Lichtkünstler: "Ich will München Mut machen"
Michael "Gene" Aichner (45) wollte gegen die Melancholie ankämpfen, die durch das eingeschränkte Leben in der Stadt grassiert. Seit 1998 ist er Projektionskünstler. Ein Autodidakt. Zur Zeit sind ihm viele Aufträge weggebrochen. Aber Aichner liebt seinen Job. Er arbeitete einfach weiter und projizierte am Mittwochabend Botschaften der Hoffnung auf Münchner Gebäude und historische Fassaden.

Herr Aichner, wie kamen Sie darauf, dieses unbezahlte Projekt auf die Beine zu stellen?
MICHAEL AICHNER: Ich bin Projektionskünstler. Ich wollte meinen Beitrag leisten, allen Münchnern in dieser schwierigen Zeit Mut zu machen und denen zu danken, die täglich die Stadt am Leben halten: Mitarbeiter in Krankenhäusern, Supermärkten, den Polizisten, den Feuerwehrmännern und allen Ehrenamtlern. Ich habe erst kürzlich ein ähnliches Projekt in China gesehen und fand das wahnsinnig cool.

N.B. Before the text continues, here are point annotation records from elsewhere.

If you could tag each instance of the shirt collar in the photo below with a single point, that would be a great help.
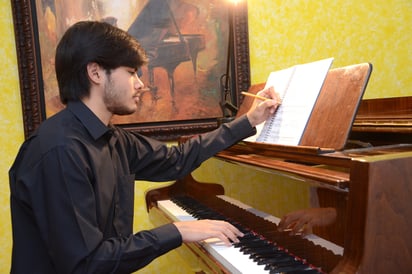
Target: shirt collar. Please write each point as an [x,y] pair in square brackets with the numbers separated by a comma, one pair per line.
[91,122]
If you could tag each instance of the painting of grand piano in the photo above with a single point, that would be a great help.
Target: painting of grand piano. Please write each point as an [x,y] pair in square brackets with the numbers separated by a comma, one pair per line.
[187,45]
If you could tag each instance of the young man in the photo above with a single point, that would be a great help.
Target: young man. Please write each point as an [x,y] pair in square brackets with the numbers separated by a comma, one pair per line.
[72,182]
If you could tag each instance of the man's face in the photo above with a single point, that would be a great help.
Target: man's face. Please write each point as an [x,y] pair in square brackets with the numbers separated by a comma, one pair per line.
[122,90]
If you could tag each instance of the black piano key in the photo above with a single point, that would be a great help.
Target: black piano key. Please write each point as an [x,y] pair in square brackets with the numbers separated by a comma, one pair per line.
[262,242]
[286,266]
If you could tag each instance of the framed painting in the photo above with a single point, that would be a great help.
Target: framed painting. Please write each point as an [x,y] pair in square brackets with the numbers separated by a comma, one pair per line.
[197,49]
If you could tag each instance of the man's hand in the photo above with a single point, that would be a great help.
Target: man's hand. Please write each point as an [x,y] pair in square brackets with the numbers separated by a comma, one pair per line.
[302,221]
[194,231]
[262,109]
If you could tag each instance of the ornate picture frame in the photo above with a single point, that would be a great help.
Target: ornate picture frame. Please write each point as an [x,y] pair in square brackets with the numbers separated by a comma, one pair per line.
[32,84]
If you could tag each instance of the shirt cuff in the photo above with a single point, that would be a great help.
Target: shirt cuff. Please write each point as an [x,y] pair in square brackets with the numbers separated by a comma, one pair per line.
[169,237]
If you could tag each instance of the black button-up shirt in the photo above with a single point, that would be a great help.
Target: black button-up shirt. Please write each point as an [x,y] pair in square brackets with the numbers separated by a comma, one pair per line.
[72,190]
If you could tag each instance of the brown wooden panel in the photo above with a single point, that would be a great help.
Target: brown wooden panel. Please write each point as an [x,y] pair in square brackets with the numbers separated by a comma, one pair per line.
[334,112]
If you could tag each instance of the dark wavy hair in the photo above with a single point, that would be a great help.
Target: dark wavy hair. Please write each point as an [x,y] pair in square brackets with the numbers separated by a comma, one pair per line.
[91,41]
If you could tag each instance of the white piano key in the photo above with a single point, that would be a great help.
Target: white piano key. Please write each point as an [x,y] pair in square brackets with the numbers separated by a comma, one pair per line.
[229,256]
[336,249]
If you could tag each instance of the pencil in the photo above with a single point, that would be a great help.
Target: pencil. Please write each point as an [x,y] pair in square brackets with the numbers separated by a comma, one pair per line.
[254,96]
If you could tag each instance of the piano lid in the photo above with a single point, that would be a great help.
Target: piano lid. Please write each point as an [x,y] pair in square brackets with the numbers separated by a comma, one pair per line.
[154,23]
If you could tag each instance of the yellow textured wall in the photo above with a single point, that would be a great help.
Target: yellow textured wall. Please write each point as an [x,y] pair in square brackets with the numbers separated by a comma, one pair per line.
[297,31]
[283,33]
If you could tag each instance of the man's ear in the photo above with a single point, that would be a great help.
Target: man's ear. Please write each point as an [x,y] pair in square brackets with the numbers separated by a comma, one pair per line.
[94,72]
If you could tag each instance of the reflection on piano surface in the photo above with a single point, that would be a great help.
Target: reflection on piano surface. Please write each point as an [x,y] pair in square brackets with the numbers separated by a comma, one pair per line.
[370,187]
[158,32]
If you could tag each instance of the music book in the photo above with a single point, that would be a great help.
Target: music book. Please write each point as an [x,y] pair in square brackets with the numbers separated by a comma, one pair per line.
[299,87]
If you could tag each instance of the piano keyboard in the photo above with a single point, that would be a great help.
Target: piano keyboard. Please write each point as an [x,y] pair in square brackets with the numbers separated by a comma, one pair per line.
[254,253]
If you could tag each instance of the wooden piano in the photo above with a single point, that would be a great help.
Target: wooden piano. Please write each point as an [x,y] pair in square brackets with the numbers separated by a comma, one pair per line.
[360,165]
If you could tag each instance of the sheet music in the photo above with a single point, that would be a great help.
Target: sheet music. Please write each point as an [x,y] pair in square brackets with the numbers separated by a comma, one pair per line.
[299,88]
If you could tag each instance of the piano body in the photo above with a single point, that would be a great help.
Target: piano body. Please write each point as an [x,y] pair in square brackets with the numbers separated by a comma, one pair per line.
[159,34]
[367,178]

Welche Wirkung wollten Sie erzielen?
Die Menschen sollen schmunzeln, abgelenkt werden, sich freuen in dieser traurigen Zeit. Die Stadt steht still und das Virus breitet sich aus. Als ich "Danke" auf die St. Bonifatius-Kirche projizierte, freute das bestimmt alle. Sie haben gerade Obdachlose aufgenommen, was mich wiederum wahnsinnig gefreut hat.
Wie sah die Tour aus?
Ich startete um 22 Uhr in Pasing, in unserem Büro. Man baucht ja die Dunkelheit für solche Projektionen. Ich stieg auf mein Elektro-Lastenrad. Mein langjähriger Geschäftspartner Thomas Zankl begleitete mich, um die Aktion zu dokumentieren.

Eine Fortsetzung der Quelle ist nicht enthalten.